Reputation: 251
Currently I've encountered this problem: how to detect unpredictable connection broken.
I utilized SO_KEEPALIVE,TCP_KEEPIDLE,TCP_KEEPINTVL and TCP_KEEPCNT to solve it under linux, which seems working fine now.
However, It really took me a long time to find out how to work it out under MAC OS X. Somebody suggested me to turn to netinet/tcp_var.h, but still none of the aforementioned MACRO was found.
So, my question is,
How to implementation TCP KEEPALIVE under MAC OS X?

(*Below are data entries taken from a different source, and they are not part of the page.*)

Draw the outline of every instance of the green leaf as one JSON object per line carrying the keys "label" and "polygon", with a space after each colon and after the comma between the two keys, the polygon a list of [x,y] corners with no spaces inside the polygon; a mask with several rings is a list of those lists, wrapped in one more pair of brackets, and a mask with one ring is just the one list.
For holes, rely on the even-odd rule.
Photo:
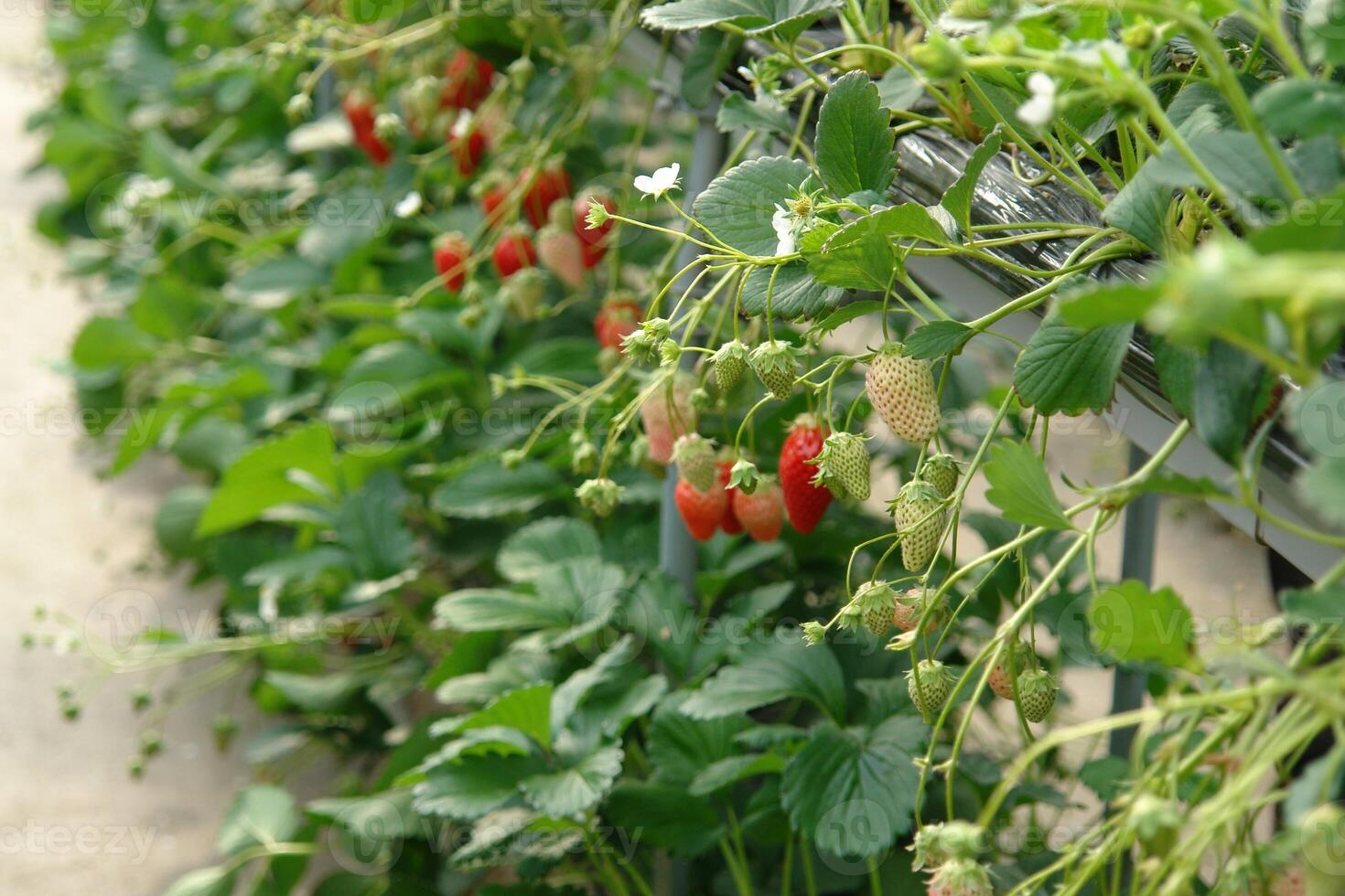
{"label": "green leaf", "polygon": [[543,629],[574,637],[601,626],[627,596],[625,571],[596,557],[566,560],[539,571],[537,595],[467,588],[434,603],[436,625],[457,631]]}
{"label": "green leaf", "polygon": [[1002,142],[1003,137],[997,125],[985,141],[976,146],[975,152],[971,153],[971,159],[967,160],[967,167],[963,168],[962,175],[944,192],[943,199],[939,200],[939,204],[948,210],[952,219],[958,222],[963,234],[971,232],[971,199],[976,193],[976,181],[981,180],[981,172],[986,164],[999,154],[999,145]]}
{"label": "green leaf", "polygon": [[1345,85],[1290,78],[1252,98],[1252,109],[1272,134],[1283,140],[1345,134]]}
{"label": "green leaf", "polygon": [[[1256,137],[1240,130],[1219,130],[1219,122],[1193,116],[1180,129],[1196,159],[1232,196],[1235,203],[1286,199],[1279,175]],[[1275,152],[1279,152],[1278,149]],[[1151,156],[1103,210],[1103,220],[1124,230],[1149,249],[1162,247],[1163,218],[1173,191],[1208,189],[1208,183],[1171,145]]]}
{"label": "green leaf", "polygon": [[740,93],[730,93],[720,103],[714,126],[725,133],[732,130],[759,130],[785,136],[794,133],[790,110],[769,94],[748,99]]}
{"label": "green leaf", "polygon": [[1180,668],[1190,660],[1190,610],[1171,588],[1150,591],[1127,579],[1093,596],[1088,623],[1093,647],[1120,662]]}
{"label": "green leaf", "polygon": [[691,779],[687,791],[695,797],[707,797],[716,790],[736,785],[757,775],[777,775],[784,771],[784,758],[776,754],[753,754],[751,756],[729,756],[706,766]]}
{"label": "green leaf", "polygon": [[1104,802],[1119,794],[1130,776],[1130,763],[1120,756],[1100,756],[1079,767],[1079,780]]}
{"label": "green leaf", "polygon": [[364,678],[350,672],[305,676],[270,669],[262,680],[307,712],[335,712],[364,686]]}
{"label": "green leaf", "polygon": [[551,517],[529,523],[511,535],[495,556],[495,568],[510,582],[531,582],[546,567],[600,553],[593,527],[582,520]]}
{"label": "green leaf", "polygon": [[1188,420],[1194,419],[1196,371],[1200,368],[1200,355],[1193,348],[1177,345],[1161,336],[1154,336],[1150,344],[1154,351],[1158,384],[1162,387],[1163,395],[1173,403],[1178,414]]}
{"label": "green leaf", "polygon": [[845,678],[827,645],[807,645],[791,629],[742,652],[682,704],[693,719],[732,716],[757,707],[800,697],[833,719],[845,717]]}
{"label": "green leaf", "polygon": [[943,357],[956,355],[976,330],[960,321],[929,321],[916,328],[904,343],[911,357]]}
{"label": "green leaf", "polygon": [[693,109],[705,109],[720,78],[742,46],[742,38],[726,31],[706,30],[695,35],[695,46],[682,66],[682,98]]}
{"label": "green leaf", "polygon": [[1223,340],[1196,367],[1196,434],[1229,463],[1243,451],[1264,377],[1260,361]]}
{"label": "green leaf", "polygon": [[1050,488],[1046,467],[1030,445],[999,442],[990,449],[985,466],[986,500],[1003,512],[1006,520],[1028,527],[1068,529],[1060,498]]}
{"label": "green leaf", "polygon": [[635,639],[631,635],[621,635],[615,645],[599,654],[597,660],[578,669],[555,689],[551,697],[551,716],[560,721],[570,719],[594,688],[615,681],[633,657]]}
{"label": "green leaf", "polygon": [[180,485],[164,496],[155,514],[155,536],[168,556],[184,557],[198,549],[196,521],[208,502],[210,489],[200,485]]}
{"label": "green leaf", "polygon": [[1131,324],[1080,329],[1052,310],[1014,364],[1020,400],[1045,415],[1100,412],[1111,404],[1132,332]]}
{"label": "green leaf", "polygon": [[429,504],[443,516],[487,520],[529,513],[564,492],[561,477],[541,461],[525,461],[512,470],[499,461],[484,461],[434,489]]}
{"label": "green leaf", "polygon": [[467,756],[426,774],[412,805],[422,815],[472,821],[515,799],[519,783],[541,771],[534,756]]}
{"label": "green leaf", "polygon": [[1322,519],[1345,525],[1345,458],[1319,457],[1294,486]]}
{"label": "green leaf", "polygon": [[266,297],[266,306],[284,304],[297,293],[324,286],[331,271],[299,255],[281,255],[261,262],[229,282],[229,292]]}
{"label": "green leaf", "polygon": [[1345,189],[1294,203],[1286,220],[1255,231],[1247,242],[1262,255],[1275,253],[1326,253],[1340,247],[1345,224]]}
{"label": "green leaf", "polygon": [[640,24],[655,31],[698,31],[732,23],[761,34],[812,20],[839,5],[841,0],[674,0],[646,8]]}
{"label": "green leaf", "polygon": [[436,625],[455,631],[558,629],[569,622],[562,607],[531,594],[500,588],[463,588],[434,604]]}
{"label": "green leaf", "polygon": [[1165,286],[1162,275],[1142,283],[1128,279],[1093,282],[1063,296],[1056,312],[1064,322],[1084,329],[1138,322],[1162,298]]}
{"label": "green leaf", "polygon": [[911,829],[925,727],[893,716],[872,731],[819,725],[784,770],[795,830],[838,856],[877,856]]}
{"label": "green leaf", "polygon": [[662,782],[686,787],[706,766],[737,752],[733,737],[751,728],[741,715],[691,719],[682,712],[686,692],[674,693],[650,721],[648,754]]}
{"label": "green leaf", "polygon": [[604,803],[603,821],[639,830],[642,842],[678,856],[703,853],[724,836],[714,803],[663,782],[623,780]]}
{"label": "green leaf", "polygon": [[892,66],[878,78],[878,102],[892,111],[905,111],[924,95],[924,85],[902,66]]}
{"label": "green leaf", "polygon": [[596,806],[621,774],[621,747],[603,747],[574,766],[525,778],[519,787],[545,815],[568,818]]}
{"label": "green leaf", "polygon": [[827,90],[814,142],[822,181],[838,197],[892,185],[897,154],[892,116],[866,71],[851,71]]}
{"label": "green leaf", "polygon": [[[771,273],[775,283],[771,283]],[[771,316],[776,320],[798,320],[816,317],[845,301],[845,290],[826,283],[808,273],[803,262],[791,262],[779,267],[753,267],[742,287],[742,313],[765,314],[769,298]]]}
{"label": "green leaf", "polygon": [[416,543],[402,520],[405,505],[406,489],[389,470],[342,504],[336,535],[364,579],[386,579],[412,564]]}
{"label": "green leaf", "polygon": [[889,206],[888,208],[876,211],[866,218],[850,222],[841,228],[837,239],[845,239],[845,232],[850,228],[862,228],[863,231],[872,230],[884,234],[889,239],[913,238],[940,246],[946,246],[951,242],[948,231],[946,231],[943,226],[929,215],[928,208],[919,203]]}
{"label": "green leaf", "polygon": [[225,856],[235,856],[253,846],[282,844],[295,836],[300,821],[295,799],[288,793],[270,785],[256,785],[234,797],[219,823],[215,845]]}
{"label": "green leaf", "polygon": [[839,224],[822,222],[799,238],[799,254],[808,262],[808,271],[829,286],[886,292],[897,267],[897,254],[888,238],[872,230],[853,230],[843,240],[831,239],[839,230]]}
{"label": "green leaf", "polygon": [[91,317],[75,336],[70,360],[85,369],[126,367],[155,356],[159,341],[121,317]]}
{"label": "green leaf", "polygon": [[338,489],[334,451],[331,431],[324,423],[309,423],[258,442],[225,472],[200,514],[196,537],[247,525],[281,504],[324,501],[312,482],[331,492]]}
{"label": "green leaf", "polygon": [[1286,588],[1279,592],[1279,606],[1293,622],[1315,626],[1345,623],[1345,586],[1325,588]]}
{"label": "green leaf", "polygon": [[712,180],[695,197],[691,214],[733,249],[749,255],[775,255],[777,239],[771,226],[775,207],[787,201],[810,175],[807,163],[799,159],[752,159]]}
{"label": "green leaf", "polygon": [[1307,60],[1314,66],[1345,63],[1345,0],[1307,0],[1298,30]]}
{"label": "green leaf", "polygon": [[223,865],[187,872],[164,891],[164,896],[229,896],[234,892],[237,872]]}
{"label": "green leaf", "polygon": [[475,728],[503,725],[516,728],[542,747],[550,748],[553,693],[554,686],[550,681],[510,690],[441,733],[461,733]]}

P.S.: my MAC OS X version is 10.8.3,and my gcc/g++ version is 4.2.1
Any reply would be appreciated.
Upvotes: 8
Views: 19301
Reputation: 2288
Actually, Darwin (BSD) is simpler than Linux. Set the TCP_KEEPALIVE (secs) option, as well as the SO_KEEPALIVE (bool) option:
int on = 1, secs = 10;
setsockopt(skt, SOL_SOCKET, SO_KEEPALIVE, &on, sizeof on);
setsockopt(skt, IPPROTO_TCP, TCP_KEEPALIVE, &secs, sizeof secs);
To see what the default interval is (if you just did the SO_KEEPALIVE), use:
sysctl -A | grep net.inet.tcp.*keep
You'll probably see:
net.inet.tcp.keepidle: 7200000
net.inet.tcp.keepintvl: 75000
net.inet.tcp.keepinit: 75000
net.inet.tcp.always_keepalive: 0
i.e. keepalive is only on for sockets with SO_KEEPALIVE set, and the idle timeout is 72000.000 msecs (2 hours). HTH.
Upvotes: 15
Reputation: 46051
I think you should use setsockopt()
, see it's man page
It looks like the TCP_KEEPIDLE
, TCP_KEEPINTVL
and TCP_KEEPCNT
are Linux specific and you won't find their equivalent counter parts on OSX.
To set the SO_KEEPALIVE
do this
int optval = 1;
setsockopt(sock, SOL_SOCKET, &optval, sizeof(optval));
Another trick I used long time ago was to try to send 0 (zero) number of bytes, this would check that a socket is still alive. Either as a repetitive watch dog or just before trying to send a message.